RAID (redirected from maraud)

(Redundant Array of Independent Disks) A disk subsystem that is used to increase performance or provide fault tolerance or both. RAID uses two or more ordinary hard disks and a RAID disk controller. In the past, RAID has also been implemented via software only.

In the late 1980s, the term stood for "redundant array of inexpensive disks," being compared to large, expensive disks at the time. As hard disks became cheaper, the RAID Advisory Board changed "inexpensive" to "independent."

Small and Large
RAID subsystems come in all sizes from desktop units to floor-standing models (see NAS and SAN). Stand-alone units may include large amounts of cache as well as redundant power supplies. Initially used with servers, desktop PCs are increasingly being retrofitted by adding a RAID controller and extra IDE or SCSI disks. Newer motherboards often have RAID controllers.

Disk Striping
RAID improves performance by disk striping, which interleaves bytes or groups of bytes across multiple drives, so more than one disk is reading and writing simultaneously.

Mirroring and Parity
Fault tolerance is achieved by mirroring or parity. Mirroring is 100% duplication of the data on two drives (RAID 1). Parity is used to calculate the data in two drives and store the results on a third (RAID 3 or 5). After a failed drive is replaced, the RAID controller automatically rebuilds the lost data from the other two. RAID systems may have a spare drive (hot spare) ready and waiting to be the replacement for a drive that fails.
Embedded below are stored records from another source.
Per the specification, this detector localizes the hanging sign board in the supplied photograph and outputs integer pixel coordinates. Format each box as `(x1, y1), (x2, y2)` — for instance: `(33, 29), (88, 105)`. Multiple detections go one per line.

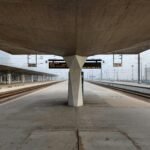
(27, 55), (37, 67)
(48, 59), (102, 69)
(113, 54), (123, 67)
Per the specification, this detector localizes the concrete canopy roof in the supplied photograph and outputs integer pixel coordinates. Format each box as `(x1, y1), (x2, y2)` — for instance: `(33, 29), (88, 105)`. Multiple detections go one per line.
(0, 0), (150, 56)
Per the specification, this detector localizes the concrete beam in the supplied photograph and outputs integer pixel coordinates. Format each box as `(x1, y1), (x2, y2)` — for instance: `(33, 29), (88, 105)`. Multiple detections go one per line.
(65, 55), (86, 107)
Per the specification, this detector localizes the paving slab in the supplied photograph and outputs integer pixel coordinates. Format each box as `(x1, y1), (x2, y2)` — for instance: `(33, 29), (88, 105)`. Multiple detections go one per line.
(79, 131), (138, 150)
(21, 130), (77, 150)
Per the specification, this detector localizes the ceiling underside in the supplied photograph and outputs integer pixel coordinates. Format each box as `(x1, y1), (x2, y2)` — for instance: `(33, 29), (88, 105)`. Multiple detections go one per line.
(0, 0), (150, 56)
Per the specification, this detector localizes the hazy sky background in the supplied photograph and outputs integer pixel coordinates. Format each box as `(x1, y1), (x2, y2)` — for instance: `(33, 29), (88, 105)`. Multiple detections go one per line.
(0, 49), (150, 80)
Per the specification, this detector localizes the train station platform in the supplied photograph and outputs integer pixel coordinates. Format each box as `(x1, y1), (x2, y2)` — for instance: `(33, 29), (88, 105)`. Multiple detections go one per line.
(0, 81), (150, 150)
(94, 80), (150, 88)
(88, 80), (150, 100)
(0, 81), (57, 94)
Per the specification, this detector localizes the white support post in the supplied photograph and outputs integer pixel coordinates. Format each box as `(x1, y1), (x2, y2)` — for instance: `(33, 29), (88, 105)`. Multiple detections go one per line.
(0, 75), (2, 83)
(21, 74), (25, 83)
(7, 73), (11, 84)
(31, 75), (34, 82)
(36, 75), (38, 82)
(65, 55), (86, 107)
(42, 75), (44, 82)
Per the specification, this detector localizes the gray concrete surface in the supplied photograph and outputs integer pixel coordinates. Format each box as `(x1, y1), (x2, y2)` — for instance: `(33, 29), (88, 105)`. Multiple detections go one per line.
(89, 80), (150, 95)
(0, 81), (150, 150)
(93, 80), (150, 88)
(0, 81), (57, 93)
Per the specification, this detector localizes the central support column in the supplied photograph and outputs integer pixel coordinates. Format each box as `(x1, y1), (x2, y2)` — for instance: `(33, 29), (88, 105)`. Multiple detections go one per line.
(65, 55), (86, 107)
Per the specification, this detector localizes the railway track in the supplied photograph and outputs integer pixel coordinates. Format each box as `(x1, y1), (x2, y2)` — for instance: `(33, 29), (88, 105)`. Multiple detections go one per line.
(88, 81), (150, 100)
(0, 81), (61, 104)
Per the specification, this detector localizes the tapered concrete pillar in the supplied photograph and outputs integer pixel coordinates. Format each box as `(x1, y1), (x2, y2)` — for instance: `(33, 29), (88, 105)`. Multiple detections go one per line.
(65, 55), (86, 107)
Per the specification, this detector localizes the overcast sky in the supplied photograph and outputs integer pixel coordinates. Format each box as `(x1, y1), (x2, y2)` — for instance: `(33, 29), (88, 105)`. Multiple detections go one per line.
(0, 49), (150, 81)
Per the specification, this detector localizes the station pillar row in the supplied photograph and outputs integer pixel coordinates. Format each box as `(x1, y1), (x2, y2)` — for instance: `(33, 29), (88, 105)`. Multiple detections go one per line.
(65, 55), (86, 107)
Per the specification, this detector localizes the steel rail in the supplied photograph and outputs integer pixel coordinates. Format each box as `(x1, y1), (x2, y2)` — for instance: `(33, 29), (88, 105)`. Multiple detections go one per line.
(0, 81), (61, 103)
(88, 81), (150, 99)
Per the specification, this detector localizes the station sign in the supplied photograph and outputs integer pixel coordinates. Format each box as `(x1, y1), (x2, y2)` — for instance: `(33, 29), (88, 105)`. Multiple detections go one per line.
(48, 59), (102, 69)
(28, 64), (37, 67)
(83, 60), (101, 69)
(27, 55), (37, 67)
(49, 61), (68, 68)
(113, 54), (123, 67)
(113, 63), (122, 67)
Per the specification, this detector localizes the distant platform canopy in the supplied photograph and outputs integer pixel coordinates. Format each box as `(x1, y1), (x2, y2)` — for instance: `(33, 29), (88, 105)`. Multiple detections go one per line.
(0, 1), (150, 56)
(0, 65), (56, 76)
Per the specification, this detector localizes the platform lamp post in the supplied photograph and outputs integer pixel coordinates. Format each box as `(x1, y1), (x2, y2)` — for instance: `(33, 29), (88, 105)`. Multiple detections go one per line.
(116, 70), (119, 81)
(91, 69), (93, 80)
(137, 53), (141, 84)
(145, 65), (147, 83)
(131, 65), (134, 81)
(101, 60), (105, 80)
(141, 59), (143, 83)
(113, 69), (116, 81)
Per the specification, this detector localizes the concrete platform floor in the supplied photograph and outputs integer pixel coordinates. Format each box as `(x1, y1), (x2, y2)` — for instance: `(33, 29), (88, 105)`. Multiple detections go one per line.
(0, 81), (150, 150)
(94, 80), (150, 88)
(0, 81), (56, 93)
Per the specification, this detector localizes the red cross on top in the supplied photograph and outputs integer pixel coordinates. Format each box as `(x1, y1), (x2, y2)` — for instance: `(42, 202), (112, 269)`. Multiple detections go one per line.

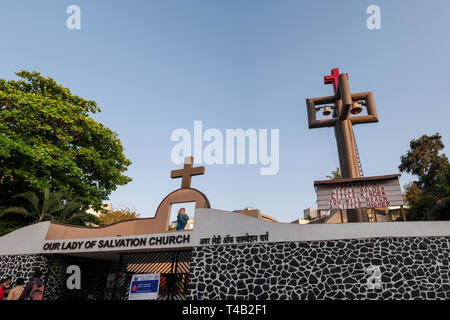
(324, 68), (348, 94)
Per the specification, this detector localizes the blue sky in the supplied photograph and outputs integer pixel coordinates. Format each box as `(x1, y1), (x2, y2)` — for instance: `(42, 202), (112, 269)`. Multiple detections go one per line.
(1, 0), (449, 222)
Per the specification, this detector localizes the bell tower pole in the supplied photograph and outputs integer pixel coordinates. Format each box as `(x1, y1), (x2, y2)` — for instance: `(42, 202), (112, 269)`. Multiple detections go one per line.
(330, 72), (367, 222)
(334, 118), (360, 179)
(326, 71), (362, 180)
(307, 68), (379, 222)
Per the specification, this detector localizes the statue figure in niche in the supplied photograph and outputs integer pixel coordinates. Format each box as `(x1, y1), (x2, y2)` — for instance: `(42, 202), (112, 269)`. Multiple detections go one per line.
(176, 208), (190, 230)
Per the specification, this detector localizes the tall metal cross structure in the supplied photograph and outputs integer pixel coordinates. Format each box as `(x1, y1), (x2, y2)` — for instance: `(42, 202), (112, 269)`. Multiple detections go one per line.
(306, 68), (379, 222)
(171, 156), (205, 189)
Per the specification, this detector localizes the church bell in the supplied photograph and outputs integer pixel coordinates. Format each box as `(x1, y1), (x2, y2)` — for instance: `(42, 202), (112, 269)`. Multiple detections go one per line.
(322, 106), (331, 116)
(350, 101), (363, 115)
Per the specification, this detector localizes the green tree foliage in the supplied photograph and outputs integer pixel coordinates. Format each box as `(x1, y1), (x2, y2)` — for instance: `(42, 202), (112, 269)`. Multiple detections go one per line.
(326, 167), (341, 180)
(399, 133), (448, 189)
(0, 188), (100, 230)
(403, 182), (422, 205)
(399, 133), (450, 220)
(0, 71), (132, 211)
(98, 207), (140, 226)
(0, 215), (29, 237)
(432, 167), (450, 218)
(407, 167), (450, 221)
(55, 199), (101, 225)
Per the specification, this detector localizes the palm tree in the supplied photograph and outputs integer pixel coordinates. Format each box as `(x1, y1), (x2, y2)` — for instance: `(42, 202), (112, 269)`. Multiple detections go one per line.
(1, 189), (63, 223)
(326, 167), (342, 180)
(0, 188), (91, 224)
(52, 199), (92, 224)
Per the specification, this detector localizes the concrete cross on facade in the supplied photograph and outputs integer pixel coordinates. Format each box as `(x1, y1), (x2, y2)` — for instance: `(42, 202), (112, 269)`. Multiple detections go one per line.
(171, 156), (205, 189)
(306, 68), (379, 222)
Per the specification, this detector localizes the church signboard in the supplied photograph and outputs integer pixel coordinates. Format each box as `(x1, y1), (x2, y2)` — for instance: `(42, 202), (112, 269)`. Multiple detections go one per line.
(314, 174), (404, 211)
(128, 274), (160, 300)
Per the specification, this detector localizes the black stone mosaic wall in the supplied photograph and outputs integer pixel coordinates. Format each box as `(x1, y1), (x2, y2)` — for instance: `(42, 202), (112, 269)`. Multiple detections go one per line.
(0, 254), (48, 292)
(0, 254), (112, 300)
(1, 237), (449, 300)
(187, 237), (450, 300)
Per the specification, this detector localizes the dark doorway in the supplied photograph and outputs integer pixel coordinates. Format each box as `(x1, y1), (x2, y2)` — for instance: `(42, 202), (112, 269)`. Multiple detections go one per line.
(112, 250), (192, 300)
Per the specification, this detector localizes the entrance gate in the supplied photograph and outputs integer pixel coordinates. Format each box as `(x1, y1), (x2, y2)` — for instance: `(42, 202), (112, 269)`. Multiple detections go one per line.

The parity calculation is performed in the following manner: a bit from drive 1 is XOR'd with a bit from drive 2, and the result bit is stored on drive 3 (see OR for an explanation of XOR).

RAID Levels

RAID 0 - Speed (Widely Used)
RAID level 0 is disk striping only, which interleaves data across multiple disks for performance. Widely used for gaming, RAID 0 has no safeguards against failure.

RAID 1 - Fault Tolerance (Widely Used)
Uses disk mirroring, which provides 100% duplication of data. Offers highest reliability, but doubles storage cost. RAID 1 is widely used in business applications.

RAID 2 - Speed
Instead of single bytes or groups of bytes (blocks), bits are interleaved (striped) across many disks. The Connection Machine used this technique, but this is rarely used because 39 disks are required.

RAID 3 - Speed and Fault Tolerance
Data are striped across three or more drives. Used to achieve the highest data transfer, because all drives operate in parallel. Using byte level striping, parity bits are stored on separate, dedicated drives.

RAID 4 - Speed and Fault Tolerance
Similar to RAID 3, but uses block level striping. Not often used.

RAID 5 - Speed and Fault Tolerance (Widely Used)
Data are striped across three or more drives for performance, and parity bits are used for fault tolerance. The parity bits from two drives are stored on a third drive and are interspersed with user data. RAID 5 is widely used in servers.

RAID 6 - Speed and Fault Tolerance
Highest reliability because it can recover from a failure of two disks, but not widely used. Similar to RAID 5, but performs two different parity computations or the same computation on overlapping subsets of the data.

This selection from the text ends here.